Interference can be generated by local-area networks, by the mixing or two, three, or more transmitted signals (there are complex formulas for some of these mixes), by another radio's internal circuitry, by a controller or a computer, by a loose ground wire, or a rusted fence or bolt. When this type of interference occurs, it takes someone with the knowledge and skill set to work the problem through to identify the cause. Not taking anything away from the IT professionals, but they are not, nor do they want to be, this conversant in the radio world.

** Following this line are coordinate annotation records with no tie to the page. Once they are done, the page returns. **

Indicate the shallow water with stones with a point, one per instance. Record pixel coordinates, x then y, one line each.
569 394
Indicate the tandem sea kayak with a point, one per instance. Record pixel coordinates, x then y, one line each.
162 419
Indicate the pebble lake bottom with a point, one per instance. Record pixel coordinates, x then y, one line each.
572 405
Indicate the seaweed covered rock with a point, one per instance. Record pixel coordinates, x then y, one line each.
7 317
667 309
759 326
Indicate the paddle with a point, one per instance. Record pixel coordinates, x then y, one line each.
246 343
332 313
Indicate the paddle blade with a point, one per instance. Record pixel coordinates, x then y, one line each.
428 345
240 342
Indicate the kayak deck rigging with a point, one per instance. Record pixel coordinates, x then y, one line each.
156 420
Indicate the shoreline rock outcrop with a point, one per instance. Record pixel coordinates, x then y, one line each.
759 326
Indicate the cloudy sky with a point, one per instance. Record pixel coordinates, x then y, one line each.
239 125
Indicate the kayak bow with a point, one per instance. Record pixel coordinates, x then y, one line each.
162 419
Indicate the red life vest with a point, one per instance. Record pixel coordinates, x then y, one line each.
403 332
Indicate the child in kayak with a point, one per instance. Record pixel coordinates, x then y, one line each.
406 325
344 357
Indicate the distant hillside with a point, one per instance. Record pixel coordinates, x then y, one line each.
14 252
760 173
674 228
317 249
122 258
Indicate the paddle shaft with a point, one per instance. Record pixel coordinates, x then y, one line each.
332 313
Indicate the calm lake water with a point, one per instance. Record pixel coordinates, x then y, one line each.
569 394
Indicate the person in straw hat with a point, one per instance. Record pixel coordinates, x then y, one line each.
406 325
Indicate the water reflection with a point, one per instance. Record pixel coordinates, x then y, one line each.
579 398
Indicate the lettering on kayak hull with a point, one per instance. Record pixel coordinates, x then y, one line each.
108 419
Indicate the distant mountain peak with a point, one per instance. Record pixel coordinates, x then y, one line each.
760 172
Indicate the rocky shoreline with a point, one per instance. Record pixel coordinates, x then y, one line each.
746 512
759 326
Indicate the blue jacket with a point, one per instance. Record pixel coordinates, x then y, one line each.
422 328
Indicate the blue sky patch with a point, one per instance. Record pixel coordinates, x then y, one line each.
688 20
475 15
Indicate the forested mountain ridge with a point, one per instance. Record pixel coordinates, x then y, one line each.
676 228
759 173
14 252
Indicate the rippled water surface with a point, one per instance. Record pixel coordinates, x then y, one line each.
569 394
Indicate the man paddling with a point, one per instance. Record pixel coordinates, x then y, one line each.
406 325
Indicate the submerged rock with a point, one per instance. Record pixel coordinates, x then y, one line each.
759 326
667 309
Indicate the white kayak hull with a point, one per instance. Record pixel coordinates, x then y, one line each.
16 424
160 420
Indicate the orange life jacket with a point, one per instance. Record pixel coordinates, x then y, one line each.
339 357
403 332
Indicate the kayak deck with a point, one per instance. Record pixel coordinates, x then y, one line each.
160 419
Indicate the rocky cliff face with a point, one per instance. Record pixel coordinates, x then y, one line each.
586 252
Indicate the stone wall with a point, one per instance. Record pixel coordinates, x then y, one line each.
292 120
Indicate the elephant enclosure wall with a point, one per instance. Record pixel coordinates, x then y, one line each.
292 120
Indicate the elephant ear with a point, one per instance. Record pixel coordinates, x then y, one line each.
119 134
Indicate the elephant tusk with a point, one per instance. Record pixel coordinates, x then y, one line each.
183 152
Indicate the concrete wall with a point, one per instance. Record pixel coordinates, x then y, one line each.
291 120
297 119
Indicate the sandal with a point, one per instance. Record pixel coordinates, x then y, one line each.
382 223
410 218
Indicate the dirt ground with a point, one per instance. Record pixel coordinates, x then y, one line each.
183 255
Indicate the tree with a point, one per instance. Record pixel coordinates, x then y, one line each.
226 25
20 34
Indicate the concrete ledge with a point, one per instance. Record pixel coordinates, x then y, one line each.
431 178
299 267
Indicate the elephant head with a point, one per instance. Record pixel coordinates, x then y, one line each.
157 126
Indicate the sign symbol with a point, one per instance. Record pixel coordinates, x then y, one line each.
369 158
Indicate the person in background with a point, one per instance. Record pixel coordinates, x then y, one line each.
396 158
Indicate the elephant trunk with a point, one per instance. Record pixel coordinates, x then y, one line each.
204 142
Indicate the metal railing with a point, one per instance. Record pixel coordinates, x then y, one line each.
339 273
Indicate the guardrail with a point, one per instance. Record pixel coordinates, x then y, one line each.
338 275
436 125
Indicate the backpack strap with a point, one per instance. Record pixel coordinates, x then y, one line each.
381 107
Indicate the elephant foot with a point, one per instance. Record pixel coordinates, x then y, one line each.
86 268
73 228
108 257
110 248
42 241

The main issue for me is that as the politics of radio versus IP are evolving, the value of the radio experts is not being weighed equally with the value of the IT professionals. The executives who run a company or manage a city or county are not conversant with either technology and they don't understand the issues. Instead, they know that computers and networks are the wave of the future, and that their IT departments will play an increasing role in their systems going forward. This could end up leading to political battles between the two departments or the combination of the two departments with little or no cross training.
Most of the commercial network operators have an executive called the Chief Technology Officer who is responsible for the network(s). Sometimes there is a CTO on the wired side and another on the wireless side, and sometimes the jobs are combined into a single position. This person is responsible for the entire network from the antennas to the back-end systems that make it all work. He or she has to have both radio and IT professionals working under them, and hopefully there is cross training. However, in the cities and counties of the United States there are still two very distinct departments-Radio Communications and IT-and while there is some discussion between the groups, there is also a political battle that could end up with the IT side of the house taking over the functions of the radio communications department.
Every segment of this industry needs to be engaged in cross training radio and IT personnel. It is important as these two worlds come together that there is a realization that neither group can provide all of the expertise needed in today's wireless environment. A battle to see who will come out on top should be avoided. The more I work with various companies and agencies, the more concerned I become about the politics of this situation. This should not be about which department and which "boss" wins, rather it should be about how they can work together to ensure that the marriage of radio and IP goes smoothly and that when a problem develops there is someone with the right skill set available to track it down and fix it.